The Frankfurt Court of Appeal held that neither the newspaper’s copyright nor its trademarks were infringed. On copyright, the court argued that the abstracts had to be seen as a free use (German Copyrights Act, Section 23) of the original review, and not an adaptation of the original, which required the copyright owner’s prior consent for publishing (Section 24). The court reasoned that the usual standard for determining whether an abstract was a free use or a mere adaptation should not be applied to this case.

“The standard should therefore be whether the abstract keeps such a significant distance from the original review that it may be viewed as an independent and new piece of work.”

The usual standard is whether the decisive features of the original can still be found in the abstract. That standard was useless in this case since the purpose of the abstracts was to reflect the original as truthfully as possible in the first place. The Frankfurt court substituted this legal standard and argued that the more concise and compacted the abstract—while reflecting truthfully the original content of the review—the more likely it was that the abstract was an original piece of work that constituted free use of the original.

Also, according to the court, the number of quotes from the original was not decisive for determining the free use issue, since the quote of mere descriptive language did not contradict free use.

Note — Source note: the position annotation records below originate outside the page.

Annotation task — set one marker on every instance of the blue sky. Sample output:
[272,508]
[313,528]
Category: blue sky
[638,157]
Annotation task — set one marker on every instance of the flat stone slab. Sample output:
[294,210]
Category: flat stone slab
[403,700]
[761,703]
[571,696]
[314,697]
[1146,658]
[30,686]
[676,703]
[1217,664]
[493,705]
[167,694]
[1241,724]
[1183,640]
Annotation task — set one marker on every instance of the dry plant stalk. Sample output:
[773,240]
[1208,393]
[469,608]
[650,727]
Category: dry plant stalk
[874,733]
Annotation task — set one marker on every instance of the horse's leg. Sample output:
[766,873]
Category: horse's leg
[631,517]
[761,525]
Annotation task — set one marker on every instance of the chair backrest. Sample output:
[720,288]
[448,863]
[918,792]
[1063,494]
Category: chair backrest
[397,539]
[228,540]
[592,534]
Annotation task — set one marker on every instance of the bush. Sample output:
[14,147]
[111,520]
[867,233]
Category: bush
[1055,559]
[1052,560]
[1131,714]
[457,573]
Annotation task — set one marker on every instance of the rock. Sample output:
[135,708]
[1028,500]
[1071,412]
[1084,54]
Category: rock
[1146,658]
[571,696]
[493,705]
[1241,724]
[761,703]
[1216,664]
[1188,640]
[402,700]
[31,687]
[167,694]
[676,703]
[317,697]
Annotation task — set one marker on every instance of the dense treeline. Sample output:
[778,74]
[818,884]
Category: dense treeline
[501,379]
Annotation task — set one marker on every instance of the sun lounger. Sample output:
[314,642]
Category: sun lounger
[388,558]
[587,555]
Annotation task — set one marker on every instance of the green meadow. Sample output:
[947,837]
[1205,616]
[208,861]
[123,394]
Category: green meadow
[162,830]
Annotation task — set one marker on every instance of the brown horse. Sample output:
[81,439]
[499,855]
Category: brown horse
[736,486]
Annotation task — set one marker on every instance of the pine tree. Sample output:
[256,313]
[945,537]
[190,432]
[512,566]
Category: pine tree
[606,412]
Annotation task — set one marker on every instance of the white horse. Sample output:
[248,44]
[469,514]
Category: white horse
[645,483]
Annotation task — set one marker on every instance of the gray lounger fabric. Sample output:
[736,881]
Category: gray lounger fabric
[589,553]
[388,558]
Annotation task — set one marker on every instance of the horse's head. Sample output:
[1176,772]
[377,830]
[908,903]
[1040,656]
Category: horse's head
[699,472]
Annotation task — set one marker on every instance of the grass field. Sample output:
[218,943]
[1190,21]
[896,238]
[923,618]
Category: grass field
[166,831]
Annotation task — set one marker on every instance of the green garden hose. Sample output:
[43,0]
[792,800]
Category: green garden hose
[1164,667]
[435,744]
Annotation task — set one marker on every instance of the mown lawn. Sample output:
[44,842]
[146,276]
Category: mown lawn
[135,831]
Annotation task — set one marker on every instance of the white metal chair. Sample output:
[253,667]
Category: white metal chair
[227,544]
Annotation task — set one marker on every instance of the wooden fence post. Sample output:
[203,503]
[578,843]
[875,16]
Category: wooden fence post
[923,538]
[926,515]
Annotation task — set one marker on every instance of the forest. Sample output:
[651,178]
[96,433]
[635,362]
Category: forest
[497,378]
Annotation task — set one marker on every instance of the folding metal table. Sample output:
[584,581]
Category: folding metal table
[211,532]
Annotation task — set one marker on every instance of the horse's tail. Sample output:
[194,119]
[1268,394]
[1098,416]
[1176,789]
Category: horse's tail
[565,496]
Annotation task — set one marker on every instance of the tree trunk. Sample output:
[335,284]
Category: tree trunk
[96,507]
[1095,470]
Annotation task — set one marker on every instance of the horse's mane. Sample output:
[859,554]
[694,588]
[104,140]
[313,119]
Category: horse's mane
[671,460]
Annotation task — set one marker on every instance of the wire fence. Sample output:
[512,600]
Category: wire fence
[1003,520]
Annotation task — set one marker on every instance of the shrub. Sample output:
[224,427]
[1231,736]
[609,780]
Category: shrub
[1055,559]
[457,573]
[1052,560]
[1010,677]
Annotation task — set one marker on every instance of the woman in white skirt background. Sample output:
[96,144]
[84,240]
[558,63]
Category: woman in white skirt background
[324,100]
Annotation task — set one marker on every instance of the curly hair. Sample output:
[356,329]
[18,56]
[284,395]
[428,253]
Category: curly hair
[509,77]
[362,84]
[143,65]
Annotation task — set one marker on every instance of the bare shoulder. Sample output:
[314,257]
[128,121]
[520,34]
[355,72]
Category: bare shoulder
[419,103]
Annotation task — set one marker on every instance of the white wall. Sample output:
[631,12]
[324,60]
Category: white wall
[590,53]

Instead, it mattered whether the more original phrases of the original review were copied. Another relevant question, according to the Frankfurt court, was whether the abstract could be seen as a substitute for the original review.

The plaintiff sought the revision of this decision of the Court of Appeal before the Federal Supreme Court. The Federal Supreme Court, with a decision handed down on December 1, 2010, reversed the Court of Appeal’s decision on the copyright issue. It argued that the standard for distinguishing free use from an adaptation of the original should not be different in this case.

The standard should therefore be whether the abstract keeps such a significant distance from the original review that it may be viewed as an independent and new piece of work. In applying this standard to the case at hand, the Federal Supreme Court criticised the Frankfurt court for not sufficiently considering that some of the abstracts borrowed heavily from the most original phrases in the reviews. Some phrases were copied nearly identically in the abstracts.

Under these circumstances, the case was remitted back to the Court of Appeal in order to determine the extent to which the different abstracts borrowed (or copied) the text and phrases from the reviews. Furthermore, the question of whether the abstract would be treated as a substitute was held to have no relevance for the issue at hand.

As for the trademark aspect of this case, the Frankfurt Court of Appeal had held that the use of Frankfurter Allgemeine Zeitung or FAZ did not infringe the plaintiff’s trademarks. The German Trademarks Act provides that the use of a trademark may not be prohibited if the trademark is used as an indication for the features of a certain product (Section 23). The Frankfurt court held that this exception to the protection of trademarks applied here. The Federal Supreme Court affirmed the appeals court on this issue.